Нет, он, конечно, обожал, боготворил мать, но к Лусии относился с особой доверительностью и обожанием. Лусия, он это чувствовал, платила ему тем же. Она уважительно относилась к нему как к коллеге, перед компаньонами отзывалась о нем наилучшим образом, в нужный момент всегда легко приходила на помощь деликатным советом, а порой и дельной подсказкой. У Александра не было от нее секретов, с любой проблемой он легко шел к ней, и она всегда сама лично или через кого-то помогала ему. С ее подсказки он вышел на специалистов в области страхования, которые по его просьбе проанализировали пометки на инструкции, найденной у Анжелы.
Постепенно из сослуживца эта симпатичная женщина превратилась для него в друга, которому он мог доверить то, что не доверил бы ни брату, ни отцу, ни матери. Именно ей, Лусии Праду, Александр поведал о своих маленьких победах в деле Клементину да Силва. Помимо необходимости поделиться радостью, Александр испытывал желание выглядеть наилучшим образом именно перед Лусией: он никогда не забывал, что это она составила ему протекцию при устройстве на работу в эту известную адвокатскую фирму. И Александру было очень приятно и важно не ударить лицом в грязь. Пока ему это удавалось.

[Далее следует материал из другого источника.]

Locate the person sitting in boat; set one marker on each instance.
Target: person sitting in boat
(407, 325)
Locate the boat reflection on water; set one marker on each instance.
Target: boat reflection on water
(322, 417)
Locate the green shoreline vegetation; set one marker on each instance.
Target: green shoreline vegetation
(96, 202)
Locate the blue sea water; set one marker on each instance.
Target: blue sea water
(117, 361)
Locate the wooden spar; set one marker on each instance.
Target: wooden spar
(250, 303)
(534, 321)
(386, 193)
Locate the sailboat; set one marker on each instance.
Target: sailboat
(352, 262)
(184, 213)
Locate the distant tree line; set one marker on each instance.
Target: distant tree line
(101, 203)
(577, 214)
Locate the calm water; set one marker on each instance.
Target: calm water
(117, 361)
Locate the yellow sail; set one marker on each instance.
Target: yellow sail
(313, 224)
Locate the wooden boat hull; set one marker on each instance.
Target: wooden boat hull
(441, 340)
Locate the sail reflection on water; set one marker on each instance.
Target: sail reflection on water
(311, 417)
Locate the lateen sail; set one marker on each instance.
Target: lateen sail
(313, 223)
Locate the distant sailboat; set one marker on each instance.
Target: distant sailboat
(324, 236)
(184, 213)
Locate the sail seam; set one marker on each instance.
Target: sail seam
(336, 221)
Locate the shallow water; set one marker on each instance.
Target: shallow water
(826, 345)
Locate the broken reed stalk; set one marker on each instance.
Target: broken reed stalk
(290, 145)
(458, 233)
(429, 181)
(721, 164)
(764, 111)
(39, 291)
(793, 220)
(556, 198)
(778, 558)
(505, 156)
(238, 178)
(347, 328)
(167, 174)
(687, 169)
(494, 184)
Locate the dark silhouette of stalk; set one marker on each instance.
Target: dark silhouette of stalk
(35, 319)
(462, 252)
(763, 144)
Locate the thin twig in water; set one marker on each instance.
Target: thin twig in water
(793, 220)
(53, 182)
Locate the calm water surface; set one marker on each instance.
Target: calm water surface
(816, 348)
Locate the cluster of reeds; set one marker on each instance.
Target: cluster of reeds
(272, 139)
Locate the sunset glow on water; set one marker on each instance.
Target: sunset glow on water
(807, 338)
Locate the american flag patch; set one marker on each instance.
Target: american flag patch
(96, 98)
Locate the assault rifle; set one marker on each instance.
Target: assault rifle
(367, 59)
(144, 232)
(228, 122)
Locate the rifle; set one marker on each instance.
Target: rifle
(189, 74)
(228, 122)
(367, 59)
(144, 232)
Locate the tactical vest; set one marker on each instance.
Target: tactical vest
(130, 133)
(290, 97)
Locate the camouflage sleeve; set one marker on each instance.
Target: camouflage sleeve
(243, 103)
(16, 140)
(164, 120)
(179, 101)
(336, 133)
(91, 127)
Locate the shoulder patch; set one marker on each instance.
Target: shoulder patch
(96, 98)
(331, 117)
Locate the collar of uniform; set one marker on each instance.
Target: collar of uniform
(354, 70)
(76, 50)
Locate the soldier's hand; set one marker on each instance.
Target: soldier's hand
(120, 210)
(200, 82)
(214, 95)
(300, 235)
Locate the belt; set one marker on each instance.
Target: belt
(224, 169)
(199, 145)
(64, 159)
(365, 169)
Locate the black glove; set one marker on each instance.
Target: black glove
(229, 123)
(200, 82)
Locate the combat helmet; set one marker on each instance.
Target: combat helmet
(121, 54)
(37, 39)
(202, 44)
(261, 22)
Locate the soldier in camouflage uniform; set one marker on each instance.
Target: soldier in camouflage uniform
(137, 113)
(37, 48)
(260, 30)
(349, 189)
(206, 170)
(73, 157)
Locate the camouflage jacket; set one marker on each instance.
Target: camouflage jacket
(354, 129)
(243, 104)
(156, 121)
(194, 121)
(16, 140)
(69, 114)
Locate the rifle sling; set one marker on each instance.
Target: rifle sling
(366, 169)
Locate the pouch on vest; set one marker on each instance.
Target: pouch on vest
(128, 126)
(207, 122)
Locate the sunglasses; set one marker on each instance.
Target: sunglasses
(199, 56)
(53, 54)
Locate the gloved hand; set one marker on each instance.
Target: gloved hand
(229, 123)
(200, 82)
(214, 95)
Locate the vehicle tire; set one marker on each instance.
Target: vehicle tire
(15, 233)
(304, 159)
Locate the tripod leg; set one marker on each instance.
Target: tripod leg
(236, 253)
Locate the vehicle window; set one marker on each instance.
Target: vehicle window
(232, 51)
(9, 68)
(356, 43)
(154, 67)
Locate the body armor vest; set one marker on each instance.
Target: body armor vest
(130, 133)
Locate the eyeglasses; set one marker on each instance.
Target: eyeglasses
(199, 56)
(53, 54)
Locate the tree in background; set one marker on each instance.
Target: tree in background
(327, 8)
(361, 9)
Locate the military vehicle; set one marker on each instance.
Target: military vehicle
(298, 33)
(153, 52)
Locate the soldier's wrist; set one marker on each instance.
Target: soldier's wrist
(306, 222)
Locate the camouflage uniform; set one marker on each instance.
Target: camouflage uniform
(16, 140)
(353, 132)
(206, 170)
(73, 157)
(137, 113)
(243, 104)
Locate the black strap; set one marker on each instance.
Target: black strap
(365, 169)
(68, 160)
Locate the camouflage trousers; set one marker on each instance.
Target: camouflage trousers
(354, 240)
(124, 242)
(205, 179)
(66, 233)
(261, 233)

Их взаимная расположенность друг к другу позволяла Александру изредка делиться с Лусией своими семейными делами. А они казались ему далеко не безоблачными, хотя внешне все выглядело замечательно. Сандра простила ему спешный отъезд из Рио, а, вернувшись через неделю после него в Сан-Паулу, просто вешалась ему на шею, требовала с него клятв в вечной любви. Ночью она ублажала его, доводя до исступления своими умопомрачительными ласками, по утрам нежно прощалась с ним, а вечером с нетерпением ждала его возвращения. Ему все так же кружила голову ее близость, запах ее фантастического тела, способного творить чудеса. Но стоило ему удалиться от нее, набегали сомнения в ее искренности, в страстных порывах и клятвенных обещаниях любить его всегда, вечно. Александр начинал чувствовать себя подлецом, бросившим молодую жену во время медового месяца одну, в чужом городе, променявшим ее на карьеру. Он готов был простить ей все нападки на Клементину, которого она все так же не желала знать, и в то же время не мог понять, каким образом в Сандре одновременно уживаются нежность и ненависть, непосредственность ребенка с хитростью прожженной женщины.

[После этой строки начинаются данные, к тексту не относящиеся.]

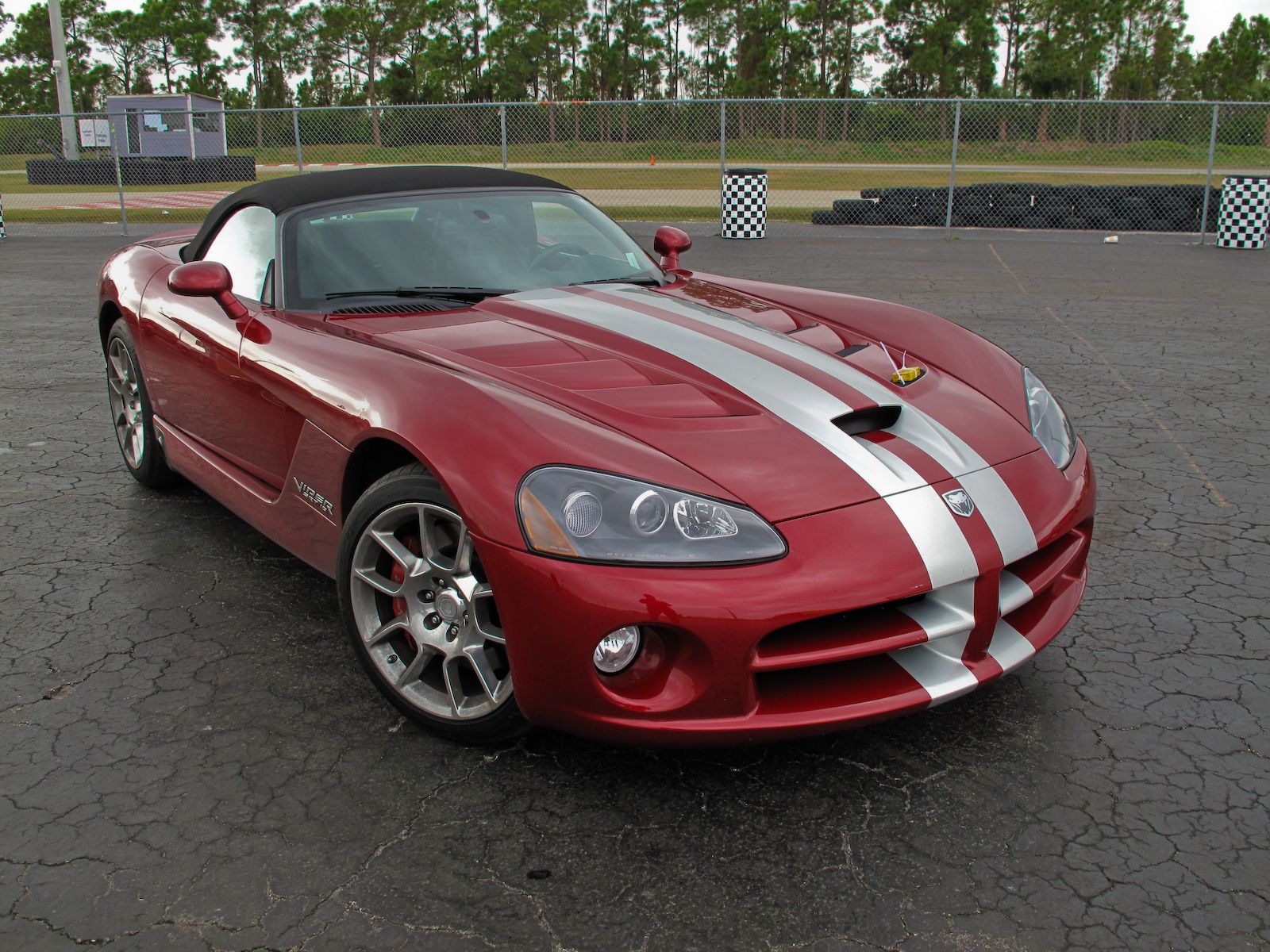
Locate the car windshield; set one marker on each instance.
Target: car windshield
(455, 247)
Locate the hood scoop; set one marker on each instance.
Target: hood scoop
(868, 419)
(417, 308)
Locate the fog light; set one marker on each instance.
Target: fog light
(616, 651)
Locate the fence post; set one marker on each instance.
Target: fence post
(723, 140)
(1208, 181)
(118, 169)
(300, 152)
(956, 139)
(190, 121)
(502, 131)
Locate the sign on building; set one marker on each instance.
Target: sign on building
(94, 133)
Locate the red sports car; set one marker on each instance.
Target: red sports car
(668, 508)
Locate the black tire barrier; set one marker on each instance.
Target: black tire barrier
(1028, 205)
(851, 205)
(141, 171)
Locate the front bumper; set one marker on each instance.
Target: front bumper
(842, 631)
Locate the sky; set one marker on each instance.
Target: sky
(1206, 18)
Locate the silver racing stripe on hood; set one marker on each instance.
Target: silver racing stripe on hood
(994, 498)
(799, 403)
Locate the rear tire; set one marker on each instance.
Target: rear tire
(131, 412)
(421, 612)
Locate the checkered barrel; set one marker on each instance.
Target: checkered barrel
(745, 203)
(1245, 213)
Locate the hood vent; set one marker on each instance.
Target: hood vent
(868, 420)
(394, 309)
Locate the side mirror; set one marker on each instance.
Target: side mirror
(668, 243)
(207, 279)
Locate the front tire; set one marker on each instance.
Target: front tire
(131, 412)
(421, 612)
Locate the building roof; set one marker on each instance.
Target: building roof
(163, 95)
(283, 194)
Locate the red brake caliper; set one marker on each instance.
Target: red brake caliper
(399, 605)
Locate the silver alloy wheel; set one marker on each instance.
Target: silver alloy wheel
(130, 424)
(429, 622)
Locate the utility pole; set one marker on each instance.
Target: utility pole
(70, 144)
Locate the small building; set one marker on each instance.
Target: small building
(168, 125)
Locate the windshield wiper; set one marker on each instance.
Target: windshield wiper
(455, 294)
(647, 281)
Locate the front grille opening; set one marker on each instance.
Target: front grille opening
(838, 638)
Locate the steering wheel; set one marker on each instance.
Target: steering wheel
(546, 254)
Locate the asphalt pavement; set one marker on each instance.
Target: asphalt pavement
(190, 759)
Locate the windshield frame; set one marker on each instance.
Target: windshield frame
(286, 274)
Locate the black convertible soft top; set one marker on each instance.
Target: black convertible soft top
(295, 190)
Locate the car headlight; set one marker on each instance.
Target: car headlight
(603, 518)
(1049, 424)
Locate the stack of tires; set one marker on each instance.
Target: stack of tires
(1024, 205)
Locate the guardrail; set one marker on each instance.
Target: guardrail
(926, 164)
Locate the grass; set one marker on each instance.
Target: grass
(1162, 154)
(622, 213)
(760, 149)
(666, 177)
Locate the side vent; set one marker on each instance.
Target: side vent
(868, 420)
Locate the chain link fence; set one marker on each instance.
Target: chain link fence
(922, 164)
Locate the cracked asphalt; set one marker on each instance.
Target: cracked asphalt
(190, 759)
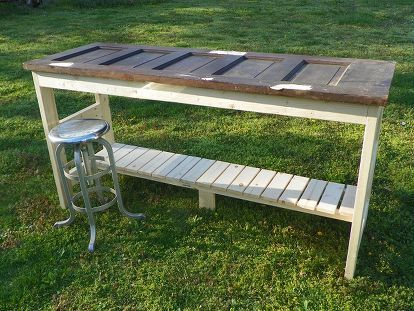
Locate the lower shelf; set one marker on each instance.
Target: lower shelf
(293, 192)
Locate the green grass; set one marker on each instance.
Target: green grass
(243, 255)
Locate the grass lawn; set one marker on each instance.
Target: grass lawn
(242, 255)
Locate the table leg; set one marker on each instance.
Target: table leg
(50, 119)
(206, 199)
(103, 101)
(365, 177)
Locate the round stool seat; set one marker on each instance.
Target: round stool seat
(78, 131)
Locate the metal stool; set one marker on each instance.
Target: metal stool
(87, 169)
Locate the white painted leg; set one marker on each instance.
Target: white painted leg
(50, 119)
(206, 199)
(103, 101)
(365, 177)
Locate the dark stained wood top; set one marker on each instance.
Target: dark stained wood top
(322, 78)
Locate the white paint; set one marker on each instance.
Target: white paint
(279, 87)
(61, 64)
(228, 53)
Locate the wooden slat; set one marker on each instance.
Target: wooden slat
(219, 66)
(242, 181)
(138, 59)
(190, 63)
(316, 74)
(130, 157)
(212, 173)
(294, 190)
(199, 169)
(168, 165)
(178, 172)
(330, 198)
(227, 177)
(164, 61)
(152, 165)
(249, 68)
(281, 70)
(142, 160)
(312, 194)
(121, 152)
(259, 183)
(115, 57)
(348, 201)
(276, 187)
(92, 55)
(115, 148)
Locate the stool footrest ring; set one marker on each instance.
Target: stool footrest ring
(99, 207)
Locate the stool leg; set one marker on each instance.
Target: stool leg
(85, 194)
(89, 154)
(116, 183)
(66, 191)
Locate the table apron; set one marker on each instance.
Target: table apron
(268, 104)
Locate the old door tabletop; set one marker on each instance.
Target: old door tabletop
(322, 78)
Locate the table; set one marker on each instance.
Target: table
(333, 89)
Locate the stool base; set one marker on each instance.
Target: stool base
(87, 174)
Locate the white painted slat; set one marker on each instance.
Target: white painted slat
(212, 173)
(192, 175)
(276, 187)
(130, 157)
(259, 183)
(142, 160)
(169, 165)
(123, 152)
(243, 180)
(227, 177)
(330, 198)
(348, 201)
(312, 194)
(115, 148)
(182, 168)
(152, 165)
(294, 190)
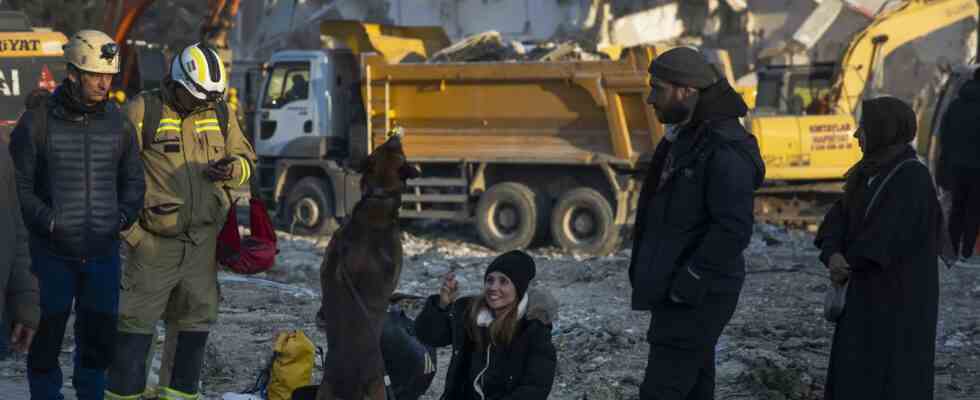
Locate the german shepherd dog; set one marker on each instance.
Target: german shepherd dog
(360, 271)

Но больше всего его настораживало упорное стремление Сандры к роскошной жизни, собственному дому, зеркалам, коврам, хрустальным люстрам. У нее загорались глаза, едва она начинала говорить на свою излюбленную тему, а сердце Александра сжималось: они совсем не понимали друг друга. Сандра кидалась ему на шею. Умоляла простить ее, любить ее вечно, сама клялась в любви… И снова Александр чувствовал себя подлецом.